Generasi pertama umat ini adalah generasi yang
sukses dalam membina cinta karena Allah. Maka dengan cinta lillah, suku
Aus dan Khazraj yang semula bermusuhan, akhirnya menjadi bersaudara di bawah
satu bendera Islam(Ibn Katsir, Tafsir al-Qur’an al-Adzim, I/477-478).
Pada saat itu, mereka merasakan manisnya iman. Lalu, muhajirin dan anshar yang
belum pernah bersua pun, tiba-tiba menjadi saling berbagi. Membagi harta
menjadi dua, membagi kebun dan rumah agar bisa sama-sama hidup layak dalam
perjuangan bersama. Bahkan ada yang ingin berbagi isteri. Semua itu dilakukan
karena ingin mendapatkan ridhaNya(Thantawi, Tafsir al-Wasith, VI/167).
3. Dan
benci kembali kepada kekufuran sebagaimana bencinya ia jika dilempar ke dalam
api neraka (وَأَنْ
يَكْرَهَ أَنْ يَعُودَ فِى الْكُفْرِ كَمَا يَكْرَهُ أَنْ يُقْذَفَ فِى النَّارِ)
Pada awal dakwah Nabi Saw, banyak kalangan
kaum lemah dan budak yang tertarik masuk Islam. Di antaranya adalah keluarga
Yasir. Saat itu Yasir dan Sumaiyyah (isterinya) serta Ammar (anaknya) masuk
Islam. Setelah ketahuan tuannya, mereka pun disiksa dan dianiaya dengan maksud
agar mengurungkan niatnya masuk Islam. Yasir akhirnya disiksa sampai mati.

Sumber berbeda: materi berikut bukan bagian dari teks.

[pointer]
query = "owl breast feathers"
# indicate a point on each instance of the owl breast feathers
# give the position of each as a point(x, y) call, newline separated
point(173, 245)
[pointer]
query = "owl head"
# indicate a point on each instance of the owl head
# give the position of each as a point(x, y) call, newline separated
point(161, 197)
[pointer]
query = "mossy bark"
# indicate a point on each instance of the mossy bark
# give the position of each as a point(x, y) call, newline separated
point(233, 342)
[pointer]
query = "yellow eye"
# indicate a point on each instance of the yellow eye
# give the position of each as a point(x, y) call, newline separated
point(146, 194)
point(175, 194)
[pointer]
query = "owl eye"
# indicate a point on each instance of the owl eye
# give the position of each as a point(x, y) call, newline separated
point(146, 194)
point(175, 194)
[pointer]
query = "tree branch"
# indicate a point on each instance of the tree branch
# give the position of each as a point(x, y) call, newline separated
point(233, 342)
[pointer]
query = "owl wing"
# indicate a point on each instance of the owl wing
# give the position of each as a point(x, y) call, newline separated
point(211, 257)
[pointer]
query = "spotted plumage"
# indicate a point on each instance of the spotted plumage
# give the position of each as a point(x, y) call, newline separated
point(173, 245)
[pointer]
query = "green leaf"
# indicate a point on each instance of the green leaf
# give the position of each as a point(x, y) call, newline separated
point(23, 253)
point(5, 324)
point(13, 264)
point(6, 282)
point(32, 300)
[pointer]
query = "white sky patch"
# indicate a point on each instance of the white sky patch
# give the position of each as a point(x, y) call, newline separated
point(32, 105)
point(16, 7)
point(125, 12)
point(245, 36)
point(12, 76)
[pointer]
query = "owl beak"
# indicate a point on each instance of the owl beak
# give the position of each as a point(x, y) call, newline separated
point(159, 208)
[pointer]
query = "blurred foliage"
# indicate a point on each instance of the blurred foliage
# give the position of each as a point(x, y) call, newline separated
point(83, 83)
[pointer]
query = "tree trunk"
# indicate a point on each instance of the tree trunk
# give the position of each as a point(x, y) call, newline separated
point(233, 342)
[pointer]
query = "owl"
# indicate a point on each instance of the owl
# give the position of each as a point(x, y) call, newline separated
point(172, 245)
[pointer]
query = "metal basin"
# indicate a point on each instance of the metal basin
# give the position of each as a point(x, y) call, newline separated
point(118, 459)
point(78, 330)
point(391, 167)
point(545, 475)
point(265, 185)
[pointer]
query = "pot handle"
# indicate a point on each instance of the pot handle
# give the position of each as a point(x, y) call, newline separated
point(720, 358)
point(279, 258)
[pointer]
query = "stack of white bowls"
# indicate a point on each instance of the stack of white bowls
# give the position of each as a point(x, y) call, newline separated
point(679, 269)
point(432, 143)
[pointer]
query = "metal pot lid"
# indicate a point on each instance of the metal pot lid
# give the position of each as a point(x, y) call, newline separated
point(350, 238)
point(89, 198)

Kemudian Sumaiyyah pun disiksa sedemikian rupa dengan siksaan yang sangat
mengerikan. Sungguhpun demikian, tidak sedikit pun terbetik dalam hatinya untuk
kembali kepada kekufuran. Ia tetap gigih, kuat, dan bertahan dalam iman Islam.
Ia sudah merasakan manisnya iman.
Melihat kegigihan Sumaiyyah seperti itu, Abu
Jahal sangat marah, kemudian mengambil tombak dan menusukkan ke perut (kemaluan)
Sumaiyah hingga tembus ke punggungnya. Maka berakhirlah siksaan yang ditimpakan
kepada Sumaiyyah. Ia pun wafat dengan penuh keridhaan Allah Swt, dan ia
tercatat dalam sejarah sebagai wanita syahidah (wanita yang mati syahid)
pertama dalam Islam (al-Dzahabi, Tarikh al-Islam, I/218).